The engine stopped. I pressed the button and it started. Few! Relieved and hungry there was time to get lunch back in the town. I parked on the sea front and Antony appeared. So all was well and we’d both got there safe and in time. On the boat I had a plate of Lamb Balti and rice followed by another of Vegetable Tanduri and a big slab of Bakewell tart and cream to finish off. Antony tells three different waiters to alert the captain that another boat is overtaking us. They appear to find this hugely funny but I doubt that indicates what they’re actually thinking. On deck for a smoke. One biker tells of his solo trip to Cape Town and another of doing 280kph on his R1 down the motorway. I am daunted. In the bar it is apparent someone has shit themselves and being very low key about it. Two guys have the dance floor to themselves making strange surreal movements to a singer with backing tracks.
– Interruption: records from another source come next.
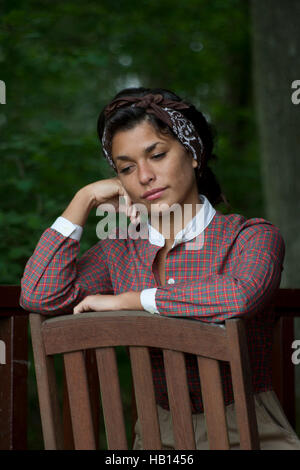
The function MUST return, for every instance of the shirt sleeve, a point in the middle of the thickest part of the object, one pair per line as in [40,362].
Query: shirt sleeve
[55,280]
[244,290]
[67,228]
[147,297]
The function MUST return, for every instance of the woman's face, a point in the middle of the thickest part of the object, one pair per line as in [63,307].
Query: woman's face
[147,160]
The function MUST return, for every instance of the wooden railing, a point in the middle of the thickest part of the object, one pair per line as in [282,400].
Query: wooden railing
[14,372]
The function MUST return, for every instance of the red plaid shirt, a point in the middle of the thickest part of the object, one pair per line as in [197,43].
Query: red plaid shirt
[235,273]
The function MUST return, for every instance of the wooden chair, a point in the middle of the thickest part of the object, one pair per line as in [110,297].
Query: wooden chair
[72,335]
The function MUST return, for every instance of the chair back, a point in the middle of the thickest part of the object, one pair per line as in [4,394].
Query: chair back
[72,335]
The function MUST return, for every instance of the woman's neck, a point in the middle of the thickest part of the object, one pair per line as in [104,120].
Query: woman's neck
[170,222]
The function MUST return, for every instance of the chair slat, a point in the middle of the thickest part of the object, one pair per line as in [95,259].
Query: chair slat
[80,406]
[47,388]
[145,397]
[242,386]
[179,400]
[111,399]
[213,401]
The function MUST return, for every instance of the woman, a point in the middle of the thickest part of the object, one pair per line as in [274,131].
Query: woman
[202,264]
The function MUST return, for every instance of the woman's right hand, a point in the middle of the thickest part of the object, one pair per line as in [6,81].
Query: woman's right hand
[108,191]
[111,191]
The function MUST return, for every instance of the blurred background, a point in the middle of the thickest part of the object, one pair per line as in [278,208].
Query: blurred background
[63,61]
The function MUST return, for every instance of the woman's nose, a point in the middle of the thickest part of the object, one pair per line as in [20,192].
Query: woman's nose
[146,173]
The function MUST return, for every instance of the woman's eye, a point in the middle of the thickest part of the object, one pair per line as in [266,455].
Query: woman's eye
[159,155]
[125,169]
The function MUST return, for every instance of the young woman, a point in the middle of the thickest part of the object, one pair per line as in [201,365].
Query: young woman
[201,264]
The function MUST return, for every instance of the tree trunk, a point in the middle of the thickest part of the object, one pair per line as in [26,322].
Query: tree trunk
[276,57]
[276,54]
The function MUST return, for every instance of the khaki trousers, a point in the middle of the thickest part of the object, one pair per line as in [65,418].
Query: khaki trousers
[275,432]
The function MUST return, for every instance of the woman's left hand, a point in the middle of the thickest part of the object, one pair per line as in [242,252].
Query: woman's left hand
[103,302]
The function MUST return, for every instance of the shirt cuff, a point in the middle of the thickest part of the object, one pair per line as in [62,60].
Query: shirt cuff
[67,228]
[147,298]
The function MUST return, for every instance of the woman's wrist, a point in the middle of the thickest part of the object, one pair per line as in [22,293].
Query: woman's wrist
[130,301]
[79,208]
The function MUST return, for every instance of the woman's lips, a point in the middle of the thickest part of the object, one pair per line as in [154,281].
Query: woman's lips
[155,195]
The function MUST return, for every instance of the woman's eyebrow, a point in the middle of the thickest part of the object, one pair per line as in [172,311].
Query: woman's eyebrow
[146,150]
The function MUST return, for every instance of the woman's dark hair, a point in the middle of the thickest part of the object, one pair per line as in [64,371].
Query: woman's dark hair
[125,118]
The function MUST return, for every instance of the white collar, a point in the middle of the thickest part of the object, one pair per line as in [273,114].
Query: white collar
[196,226]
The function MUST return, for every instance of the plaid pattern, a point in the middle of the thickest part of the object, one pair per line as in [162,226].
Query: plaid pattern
[235,273]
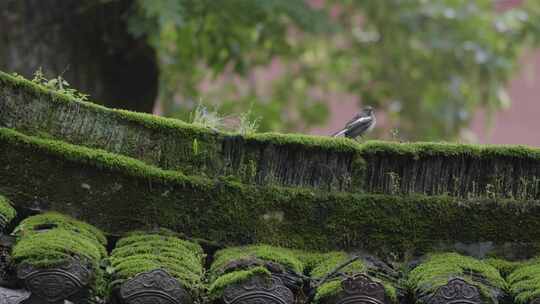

I’m guessing the singer has seen it all as he manages to adjust his sound system, play guitar, turn his music over, sing and usher drunks off the stage with complete composure.

Breakfast of everything going and 60 miles to Sheffield. We stop for a parting coffee and agree it was a good trip; a good mix of luck, skill, anxiety and angst. A big manly hug and home, where Barbara had opened the back gate for my arrival. A small but heartwarming gesture. The next hug wasn’t manly.